Salikhov Kamil, Sacomoto Gustavo, Kucherov Gregory
Department of Computer Science, Ben-Gurion University of the Negev, Be'er Sheva, Israel.
Algorithms Mol Biol. 2014 Feb 24;9(1):2. doi: 10.1186/1748-7188-9-2.
De Brujin graphs are widely used in bioinformatics for processing next-generation sequencing data. Due to a very large size of NGS datasets, it is essential to represent de Bruijn graphs compactly, and several approaches to this problem have been proposed recently.
In this work, we show how to reduce the memory required by the data structure of Chikhi and Rizk (WABI'12) that represents de Brujin graphs using Bloom filters.

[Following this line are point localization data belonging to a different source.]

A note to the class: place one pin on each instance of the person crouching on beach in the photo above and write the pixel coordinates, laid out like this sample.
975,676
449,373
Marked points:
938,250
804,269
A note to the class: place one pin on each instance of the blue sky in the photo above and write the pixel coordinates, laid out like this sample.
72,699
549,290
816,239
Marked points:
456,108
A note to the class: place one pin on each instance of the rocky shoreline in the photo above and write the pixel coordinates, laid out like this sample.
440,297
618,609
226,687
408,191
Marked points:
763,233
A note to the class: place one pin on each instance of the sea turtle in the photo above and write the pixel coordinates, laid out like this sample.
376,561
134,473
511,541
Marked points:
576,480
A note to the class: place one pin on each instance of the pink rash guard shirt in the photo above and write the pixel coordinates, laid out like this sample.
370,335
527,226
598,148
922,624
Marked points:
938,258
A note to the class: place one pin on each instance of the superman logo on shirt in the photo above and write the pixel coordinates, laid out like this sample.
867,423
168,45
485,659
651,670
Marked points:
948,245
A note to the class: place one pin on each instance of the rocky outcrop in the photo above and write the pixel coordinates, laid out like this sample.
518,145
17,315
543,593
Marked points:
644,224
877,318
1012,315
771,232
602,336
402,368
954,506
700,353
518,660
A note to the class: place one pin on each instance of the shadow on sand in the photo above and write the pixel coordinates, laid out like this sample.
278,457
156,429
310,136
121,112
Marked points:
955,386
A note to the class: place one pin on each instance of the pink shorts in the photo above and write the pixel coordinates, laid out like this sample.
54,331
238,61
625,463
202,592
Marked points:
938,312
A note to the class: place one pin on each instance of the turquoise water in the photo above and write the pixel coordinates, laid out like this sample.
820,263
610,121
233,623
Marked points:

Our method requires 30% to 40% less memory with respect to their method, with insignificant impact on construction time. At the same time, our experiments showed a better query time compared to the method of Chikhi and Rizk.

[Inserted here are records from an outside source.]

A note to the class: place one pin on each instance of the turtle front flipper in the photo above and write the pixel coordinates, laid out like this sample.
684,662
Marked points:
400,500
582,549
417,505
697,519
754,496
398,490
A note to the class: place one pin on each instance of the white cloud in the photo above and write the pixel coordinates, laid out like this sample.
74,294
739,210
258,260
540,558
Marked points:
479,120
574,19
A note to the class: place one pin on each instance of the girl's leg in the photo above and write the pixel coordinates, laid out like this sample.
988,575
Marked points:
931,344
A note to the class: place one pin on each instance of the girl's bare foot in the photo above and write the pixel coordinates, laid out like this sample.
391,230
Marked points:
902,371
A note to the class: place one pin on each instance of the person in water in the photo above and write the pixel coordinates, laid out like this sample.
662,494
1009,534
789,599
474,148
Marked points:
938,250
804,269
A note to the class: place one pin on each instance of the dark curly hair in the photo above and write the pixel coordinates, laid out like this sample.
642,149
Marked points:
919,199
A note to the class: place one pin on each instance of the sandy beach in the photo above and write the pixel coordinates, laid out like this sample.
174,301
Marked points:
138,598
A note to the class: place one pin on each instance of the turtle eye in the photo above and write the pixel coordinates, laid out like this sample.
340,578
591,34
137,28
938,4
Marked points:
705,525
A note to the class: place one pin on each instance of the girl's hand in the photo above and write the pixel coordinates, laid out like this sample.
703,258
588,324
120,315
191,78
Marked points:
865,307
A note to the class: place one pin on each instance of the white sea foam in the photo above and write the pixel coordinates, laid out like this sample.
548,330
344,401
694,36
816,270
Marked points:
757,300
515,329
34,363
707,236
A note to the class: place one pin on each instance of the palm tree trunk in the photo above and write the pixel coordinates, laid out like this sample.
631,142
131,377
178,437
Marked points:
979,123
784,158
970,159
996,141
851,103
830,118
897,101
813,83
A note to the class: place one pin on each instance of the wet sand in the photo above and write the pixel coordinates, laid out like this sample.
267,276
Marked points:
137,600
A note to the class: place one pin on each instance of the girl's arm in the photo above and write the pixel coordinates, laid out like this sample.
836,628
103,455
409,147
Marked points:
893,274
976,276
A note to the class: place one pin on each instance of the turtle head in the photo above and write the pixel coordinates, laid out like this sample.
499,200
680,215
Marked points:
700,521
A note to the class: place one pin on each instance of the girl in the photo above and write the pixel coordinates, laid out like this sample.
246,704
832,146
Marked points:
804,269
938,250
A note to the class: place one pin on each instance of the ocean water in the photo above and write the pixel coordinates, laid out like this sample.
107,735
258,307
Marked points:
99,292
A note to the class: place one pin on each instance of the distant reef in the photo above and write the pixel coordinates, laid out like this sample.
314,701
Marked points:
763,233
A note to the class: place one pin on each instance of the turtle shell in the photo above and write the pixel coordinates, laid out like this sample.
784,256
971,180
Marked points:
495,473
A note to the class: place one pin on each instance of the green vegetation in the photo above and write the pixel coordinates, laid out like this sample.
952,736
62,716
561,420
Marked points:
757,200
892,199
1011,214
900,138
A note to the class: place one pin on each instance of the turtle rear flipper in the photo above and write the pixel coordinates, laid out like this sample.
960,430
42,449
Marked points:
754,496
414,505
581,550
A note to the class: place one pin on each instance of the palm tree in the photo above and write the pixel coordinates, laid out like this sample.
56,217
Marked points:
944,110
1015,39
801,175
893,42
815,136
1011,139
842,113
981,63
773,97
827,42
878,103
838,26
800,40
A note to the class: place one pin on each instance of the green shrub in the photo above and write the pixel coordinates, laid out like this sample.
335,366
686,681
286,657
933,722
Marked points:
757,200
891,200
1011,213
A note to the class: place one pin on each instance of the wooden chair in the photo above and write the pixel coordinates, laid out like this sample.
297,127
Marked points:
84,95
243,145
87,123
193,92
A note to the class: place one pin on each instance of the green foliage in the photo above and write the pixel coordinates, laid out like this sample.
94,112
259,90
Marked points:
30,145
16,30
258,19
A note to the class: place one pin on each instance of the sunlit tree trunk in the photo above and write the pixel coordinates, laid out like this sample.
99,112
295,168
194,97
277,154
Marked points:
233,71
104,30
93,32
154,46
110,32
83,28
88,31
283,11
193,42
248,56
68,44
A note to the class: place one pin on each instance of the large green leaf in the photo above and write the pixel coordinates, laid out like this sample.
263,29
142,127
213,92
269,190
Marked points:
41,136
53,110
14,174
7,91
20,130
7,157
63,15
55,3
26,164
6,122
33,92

The proposed data structure constitutes, to our knowledge, currently the most efficient practical representation of de Bruijn graphs.
德布鲁因图在生物信息学中被广泛用于处理下一代测序数据。由于下一代测序数据集规模非常大,紧凑地表示德布鲁因图至关重要,最近已经提出了几种解决该问题的方法。
在这项工作中,我们展示了如何减少Chikhi和Rizk(WABI'12)的数据结构所需的内存,该数据结构使用布隆过滤器来表示德布鲁因图。相对于他们的方法,我们的方法所需内存减少30%至40%,对构建时间的影响微不足道。同时,我们的实验表明,与Chikhi和Rizk的方法相比,查询时间更短。
据我们所知,所提出的数据结构构成了目前德布鲁因图最有效的实际表示。